Maine Legislature to decide right-to-know food labeling issue
Augusta — The Maine Legislature took its first action March 7 on LD 718 – An Act to Protect Maine Food Consumers’ Right to Know About Genetically Engineered Food and Seed Stock.
The bill would require genetically-modified foods and foods containing genetically-modified organisms, such as processed foods made with genetically-modified corn, to bear a new label alerting consumers that the content has been “genetically engineered.”
Genetically-modified organisms and “genetically engineered” refer to the same process, which is unlike traditional plant breeding. This process combines genetic material from two or more different organisms to create a set of traits in the final product that could not be achieved by normal reproduction.
The bill’s sponsor, State Representative Lance Harvell-R, Farmington, argues, “Mainers have a right to know what is in our food. For dietary, health and religious reasons, people just want to know what they are eating. ”
The bill is unusual because it has more than 120 co-sponsors, reflecting tripartisan interest from across the state in the historic effort to label GMOs.

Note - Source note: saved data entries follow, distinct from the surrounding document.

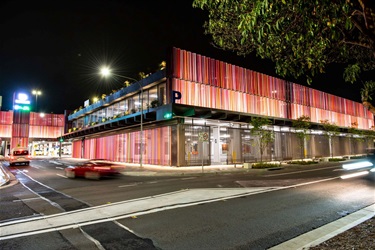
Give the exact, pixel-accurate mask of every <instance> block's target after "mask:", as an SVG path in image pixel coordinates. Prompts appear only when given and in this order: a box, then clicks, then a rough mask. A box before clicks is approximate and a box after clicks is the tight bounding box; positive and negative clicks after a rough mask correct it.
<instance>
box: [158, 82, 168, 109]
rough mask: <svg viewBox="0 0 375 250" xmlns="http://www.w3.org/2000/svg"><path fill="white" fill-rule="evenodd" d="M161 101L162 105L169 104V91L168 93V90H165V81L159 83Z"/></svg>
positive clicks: (158, 95)
mask: <svg viewBox="0 0 375 250" xmlns="http://www.w3.org/2000/svg"><path fill="white" fill-rule="evenodd" d="M158 97H159V102H160V105H164V104H167V93H166V90H165V83H162V84H160V85H159V95H158Z"/></svg>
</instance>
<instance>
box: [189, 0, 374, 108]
mask: <svg viewBox="0 0 375 250" xmlns="http://www.w3.org/2000/svg"><path fill="white" fill-rule="evenodd" d="M193 7H196V8H201V9H203V10H207V11H208V18H209V20H208V21H207V22H206V23H205V24H204V28H205V33H206V34H209V35H211V36H212V40H213V44H214V46H216V47H219V48H221V49H224V50H229V51H234V52H237V54H238V55H248V54H251V53H255V54H256V55H257V56H259V57H261V58H268V59H270V60H272V61H273V62H274V63H275V70H276V73H277V74H279V75H280V76H283V77H285V76H292V77H294V78H298V77H300V76H305V77H306V78H307V82H308V83H309V84H310V83H311V81H312V78H313V77H314V76H315V75H317V74H320V73H324V71H325V68H326V67H327V65H329V64H333V63H339V64H343V65H345V71H344V75H343V77H344V79H345V81H347V82H351V83H354V82H355V81H357V80H360V76H361V74H362V73H363V72H364V71H372V70H374V69H375V1H373V0H336V1H331V0H316V1H306V0H296V1H290V0H265V1H264V0H252V1H250V0H223V1H216V0H194V2H193ZM363 84H364V85H363V89H362V90H361V98H362V103H363V105H364V106H365V107H366V108H368V109H369V110H370V111H371V112H372V113H373V114H375V107H374V106H373V105H372V104H371V100H372V98H371V95H373V94H374V90H375V81H373V80H372V79H371V81H368V82H365V83H363Z"/></svg>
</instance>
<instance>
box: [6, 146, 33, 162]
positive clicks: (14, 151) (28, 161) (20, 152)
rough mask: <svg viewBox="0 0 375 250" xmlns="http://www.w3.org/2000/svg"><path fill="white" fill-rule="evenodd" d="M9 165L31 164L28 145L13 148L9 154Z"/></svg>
mask: <svg viewBox="0 0 375 250" xmlns="http://www.w3.org/2000/svg"><path fill="white" fill-rule="evenodd" d="M8 161H9V165H10V166H12V165H29V164H30V155H29V149H28V148H27V147H15V148H12V149H11V151H10V154H9V158H8Z"/></svg>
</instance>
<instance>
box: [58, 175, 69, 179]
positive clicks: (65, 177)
mask: <svg viewBox="0 0 375 250" xmlns="http://www.w3.org/2000/svg"><path fill="white" fill-rule="evenodd" d="M56 175H57V176H60V177H63V178H65V179H68V177H66V176H65V175H62V174H56Z"/></svg>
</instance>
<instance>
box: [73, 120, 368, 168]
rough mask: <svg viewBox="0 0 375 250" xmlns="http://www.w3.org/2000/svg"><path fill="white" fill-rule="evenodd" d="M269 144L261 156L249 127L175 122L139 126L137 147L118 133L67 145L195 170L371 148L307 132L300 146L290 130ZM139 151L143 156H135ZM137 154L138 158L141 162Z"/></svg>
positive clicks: (101, 136) (303, 157) (118, 159)
mask: <svg viewBox="0 0 375 250" xmlns="http://www.w3.org/2000/svg"><path fill="white" fill-rule="evenodd" d="M273 128H274V132H275V140H274V142H273V143H271V144H270V145H268V146H267V148H266V149H265V150H264V153H263V155H261V154H260V151H259V147H258V146H257V141H258V138H257V136H254V135H252V134H251V131H250V126H249V124H244V123H234V122H223V121H215V120H210V121H209V120H204V119H193V118H180V119H176V122H175V124H173V125H164V126H163V125H159V127H155V125H153V127H152V128H151V125H145V126H144V130H143V133H142V134H143V138H144V139H143V146H142V147H141V143H142V142H141V138H140V135H141V133H140V131H139V130H138V131H137V129H138V127H136V128H134V130H133V131H132V130H129V129H128V130H126V131H125V130H124V131H118V132H116V134H114V133H113V132H112V134H111V135H108V136H103V135H101V136H100V137H97V138H96V137H95V136H94V135H93V136H92V137H84V138H80V139H79V140H75V141H73V143H72V145H73V148H72V156H73V157H77V158H88V159H90V158H101V159H108V160H113V161H118V162H125V163H140V161H141V158H142V163H143V164H152V165H165V166H200V165H218V164H240V163H245V162H259V161H261V158H262V160H263V161H285V160H291V159H303V158H321V157H330V156H346V155H356V154H365V153H366V148H369V147H372V146H371V141H370V139H366V138H354V137H350V135H348V134H342V135H340V136H336V137H332V138H328V137H327V136H325V135H324V134H322V131H311V134H310V136H309V137H310V138H309V139H308V140H305V141H304V142H303V144H304V147H302V146H301V140H300V139H299V138H298V137H297V136H296V134H295V133H293V131H291V128H287V127H277V126H275V127H273ZM141 148H143V152H141ZM141 153H142V154H143V155H142V157H141Z"/></svg>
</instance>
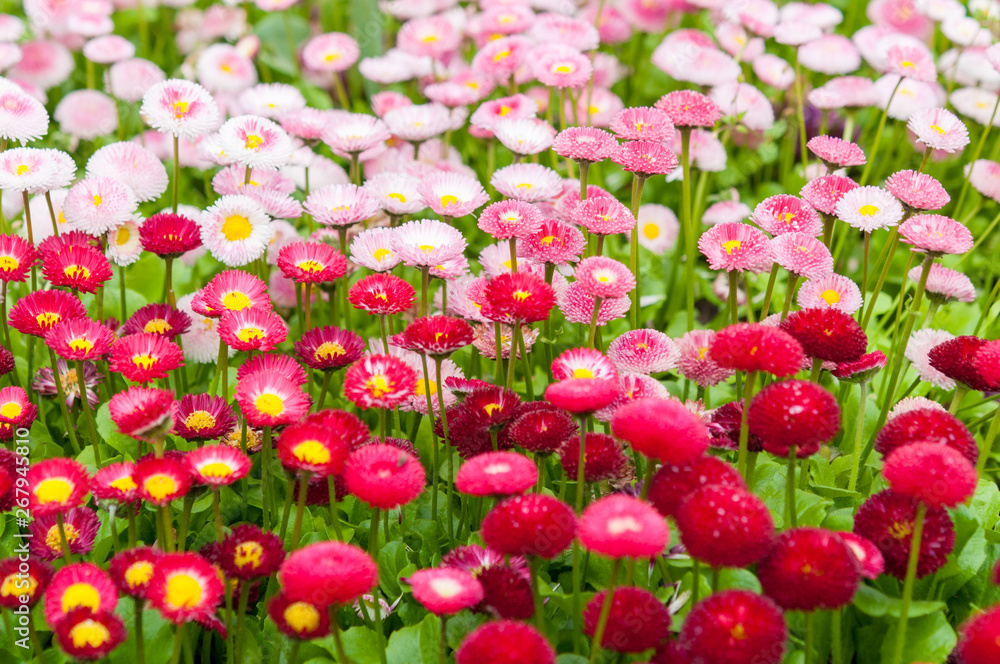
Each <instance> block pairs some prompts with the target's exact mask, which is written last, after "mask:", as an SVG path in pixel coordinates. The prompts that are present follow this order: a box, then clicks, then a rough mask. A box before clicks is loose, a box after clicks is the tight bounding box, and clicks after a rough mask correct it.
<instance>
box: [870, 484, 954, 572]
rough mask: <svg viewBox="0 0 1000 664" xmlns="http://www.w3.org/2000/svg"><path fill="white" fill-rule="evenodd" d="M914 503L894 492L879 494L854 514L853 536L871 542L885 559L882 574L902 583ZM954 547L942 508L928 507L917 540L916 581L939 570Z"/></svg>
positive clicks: (909, 537)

“Widespread support for this bill shows that the time is right for Maine to be a leader on this issue. Polls show that upward of 90 percent of Americans want this label; now we are asking the Legislature to require this label,” said Heather Spalding, interim executive director of the Maine Organic Farmers and Gardener’s Association, in a news release.
The Committee on Agriculture, Conservation and Forestry will schedule a public hearing on the bill in the coming weeks. The hearing is expected to attract significant attendance by food consumers and farmers.